Snow asked the audience to watch the film from both a personal perspective and from the perspective of the entire nation. “What I would ask all of you in watching this film is to think about flaws in our systems and our policies on how we choose to address issues like poverty and food insecurity,” said Snow.

TakePart.com, the documentary’s official website, describes the film’s purpose as illuminating the issue of hunger in America on a nationwide level while also portraying a moving and realistic record of the day-to-day life of those who are suffering from a lack of food. Directors Kristi Jacobson and Lori Silverbush unfold this reality by documenting the struggles of three American families who are dealing with food insecurity.

The film weaves in and out of these personal narratives while providing hard-hitting facts: since 1980 fresh fruits and vegetables have gone up in price 40 percent. Starches and grains, major ingredients in the chips and cakes that dominate grocery store aisles, have decreased in price 40 percent during this same time.

According to the documentary, these price fluctuations are directly to what the government decides to subsidize. The film spoke of how in 1980 food insecurity was nearly eradicated in the United States, yet now it’s the worse than it’s ever been on a per-capita basis and raised the specter of the next generation “living sicker and dying younger” than that of its parents.

The film examined the “Healthy Hunger-Free Kids Act,” an act led by President Obama in 2010 that aimed at providing schools with a larger budget so that cafeterias could provide students with more nutritious meals.

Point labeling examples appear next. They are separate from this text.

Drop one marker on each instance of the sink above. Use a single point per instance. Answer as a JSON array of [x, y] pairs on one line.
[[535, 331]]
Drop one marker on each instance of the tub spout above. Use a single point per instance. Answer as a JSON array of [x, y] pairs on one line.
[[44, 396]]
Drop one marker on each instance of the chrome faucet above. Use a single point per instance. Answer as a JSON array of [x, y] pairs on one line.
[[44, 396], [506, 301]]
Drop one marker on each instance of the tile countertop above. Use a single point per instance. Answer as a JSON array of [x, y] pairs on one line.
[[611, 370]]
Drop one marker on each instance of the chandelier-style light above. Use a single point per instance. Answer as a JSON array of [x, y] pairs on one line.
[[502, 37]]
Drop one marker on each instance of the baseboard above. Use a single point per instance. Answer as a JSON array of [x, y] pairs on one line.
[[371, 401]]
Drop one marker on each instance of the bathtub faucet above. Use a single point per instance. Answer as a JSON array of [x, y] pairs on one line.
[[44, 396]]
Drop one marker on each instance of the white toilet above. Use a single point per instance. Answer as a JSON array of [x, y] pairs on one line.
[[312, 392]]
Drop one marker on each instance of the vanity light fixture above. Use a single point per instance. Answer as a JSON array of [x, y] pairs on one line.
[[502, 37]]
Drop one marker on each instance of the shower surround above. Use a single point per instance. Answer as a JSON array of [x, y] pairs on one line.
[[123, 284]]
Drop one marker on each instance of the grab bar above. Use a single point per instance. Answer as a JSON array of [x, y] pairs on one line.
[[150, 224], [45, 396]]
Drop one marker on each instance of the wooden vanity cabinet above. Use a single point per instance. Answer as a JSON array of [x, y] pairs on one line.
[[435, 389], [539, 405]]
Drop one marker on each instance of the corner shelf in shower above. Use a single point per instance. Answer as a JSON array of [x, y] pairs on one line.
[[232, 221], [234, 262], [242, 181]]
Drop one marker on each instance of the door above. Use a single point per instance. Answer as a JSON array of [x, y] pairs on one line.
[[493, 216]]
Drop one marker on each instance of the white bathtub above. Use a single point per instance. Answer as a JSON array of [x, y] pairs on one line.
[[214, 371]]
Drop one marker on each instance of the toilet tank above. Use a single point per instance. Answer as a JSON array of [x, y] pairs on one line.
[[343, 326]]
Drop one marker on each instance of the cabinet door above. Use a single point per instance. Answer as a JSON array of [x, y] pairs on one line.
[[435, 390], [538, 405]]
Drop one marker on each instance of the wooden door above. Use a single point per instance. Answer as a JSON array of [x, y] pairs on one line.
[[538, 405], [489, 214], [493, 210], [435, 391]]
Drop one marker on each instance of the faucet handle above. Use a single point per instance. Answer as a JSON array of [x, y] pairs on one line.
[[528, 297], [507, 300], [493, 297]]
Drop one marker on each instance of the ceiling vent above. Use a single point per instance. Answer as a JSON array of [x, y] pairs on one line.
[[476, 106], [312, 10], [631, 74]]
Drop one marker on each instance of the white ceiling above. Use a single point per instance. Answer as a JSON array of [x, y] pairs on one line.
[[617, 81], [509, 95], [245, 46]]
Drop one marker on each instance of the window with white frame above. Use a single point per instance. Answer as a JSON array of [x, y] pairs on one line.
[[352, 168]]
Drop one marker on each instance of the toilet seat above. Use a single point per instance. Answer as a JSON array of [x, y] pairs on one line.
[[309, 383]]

It asserts the president initially pledged $10 billion over 10 years. After Congress denied this bill, $4.5 billion was agreed upon.

Jacobson and Silverbush attempted to put this big number in proper perspective by revealing that this amounted to an increase of $.06 per meal for every student, a tiny addition to the $1 that U.S. public schools spend on average for each student. They asserted this increase was made possible in part by cuts to welfare programs such as Food Stamps. The film compared this to the $700 billion bank bailout of 2008, and the $1.3 trillion in Bush tax cuts for the wealthiest 2 percent of the nation.

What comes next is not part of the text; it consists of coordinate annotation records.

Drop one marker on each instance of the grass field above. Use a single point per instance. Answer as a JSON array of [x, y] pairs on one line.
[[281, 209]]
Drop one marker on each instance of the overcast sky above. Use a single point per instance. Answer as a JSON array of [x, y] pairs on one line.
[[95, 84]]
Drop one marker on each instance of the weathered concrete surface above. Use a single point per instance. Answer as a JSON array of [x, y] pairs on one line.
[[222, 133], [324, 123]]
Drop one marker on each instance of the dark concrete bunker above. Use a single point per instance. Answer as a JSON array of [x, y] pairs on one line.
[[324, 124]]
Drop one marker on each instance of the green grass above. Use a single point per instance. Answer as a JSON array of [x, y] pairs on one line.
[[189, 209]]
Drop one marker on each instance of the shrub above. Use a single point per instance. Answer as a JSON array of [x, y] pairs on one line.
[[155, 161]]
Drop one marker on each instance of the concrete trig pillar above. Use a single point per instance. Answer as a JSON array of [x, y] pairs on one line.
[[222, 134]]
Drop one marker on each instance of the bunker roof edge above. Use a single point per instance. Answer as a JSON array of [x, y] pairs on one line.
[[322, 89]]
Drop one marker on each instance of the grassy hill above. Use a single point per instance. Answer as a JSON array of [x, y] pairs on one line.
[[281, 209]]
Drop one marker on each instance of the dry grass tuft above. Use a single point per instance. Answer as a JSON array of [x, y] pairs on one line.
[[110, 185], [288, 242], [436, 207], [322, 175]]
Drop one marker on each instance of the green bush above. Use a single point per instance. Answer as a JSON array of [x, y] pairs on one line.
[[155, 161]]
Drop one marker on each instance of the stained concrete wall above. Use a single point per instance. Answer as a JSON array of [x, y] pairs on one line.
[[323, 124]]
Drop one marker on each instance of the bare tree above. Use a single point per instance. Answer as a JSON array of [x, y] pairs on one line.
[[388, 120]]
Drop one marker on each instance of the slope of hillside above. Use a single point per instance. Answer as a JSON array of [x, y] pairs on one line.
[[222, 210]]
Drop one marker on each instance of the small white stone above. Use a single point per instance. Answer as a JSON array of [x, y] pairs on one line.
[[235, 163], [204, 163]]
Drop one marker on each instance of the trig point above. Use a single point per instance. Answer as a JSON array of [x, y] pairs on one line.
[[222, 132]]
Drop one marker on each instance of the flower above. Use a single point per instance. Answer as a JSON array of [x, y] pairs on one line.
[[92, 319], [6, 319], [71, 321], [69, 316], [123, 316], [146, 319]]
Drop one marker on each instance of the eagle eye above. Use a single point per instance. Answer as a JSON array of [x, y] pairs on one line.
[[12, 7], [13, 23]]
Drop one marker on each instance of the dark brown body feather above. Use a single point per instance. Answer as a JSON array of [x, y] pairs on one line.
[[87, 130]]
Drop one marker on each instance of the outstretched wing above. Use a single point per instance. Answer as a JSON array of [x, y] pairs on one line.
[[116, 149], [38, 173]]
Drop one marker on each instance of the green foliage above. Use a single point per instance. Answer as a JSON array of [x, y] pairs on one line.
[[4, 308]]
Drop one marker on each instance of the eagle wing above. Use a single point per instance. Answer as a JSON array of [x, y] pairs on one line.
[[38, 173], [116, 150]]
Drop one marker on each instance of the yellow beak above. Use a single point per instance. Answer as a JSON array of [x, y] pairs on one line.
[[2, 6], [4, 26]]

Targeted too were the effects of prolonged hunger. According to doctors interviewed in “A Place at the Table,” if a child is undernourished during the first three years of its life, it can have lifelong cognitive effects.

Kids can suffer from an inability to socialize due to hunger and will be more prone to sickness and infection without proper nourishment. A woman in the film, Barbie, is shown holding one of her children in the medical office, with tears in her eyes and her son breathing out of an oxygen mask while the doctor asks about the family’s eating habits.

The documentary also noted the prominence of food deserts in the US, areas where individuals do not have access to fresh and nutritious foods, fruits and vegetables.

According to the film, 23.5 Americans live in food deserts.

One mother appearing in the documentary had to take two busses and walk many blocks  to get out of her food desert; another parent had to drive 35 miles one way to purchase nutritious food, a round trip costing her over $10 in gas.

Also present were some familiar faces, such as actor Jeff Bridges. When speaking of the number of hungry children in America, Bridges says, “If another country was doing this to our kids we’d be at war… “It’s about patriotism.  It’s about your country. How do you view your country? Is it where 1 in 4 children are hungry?”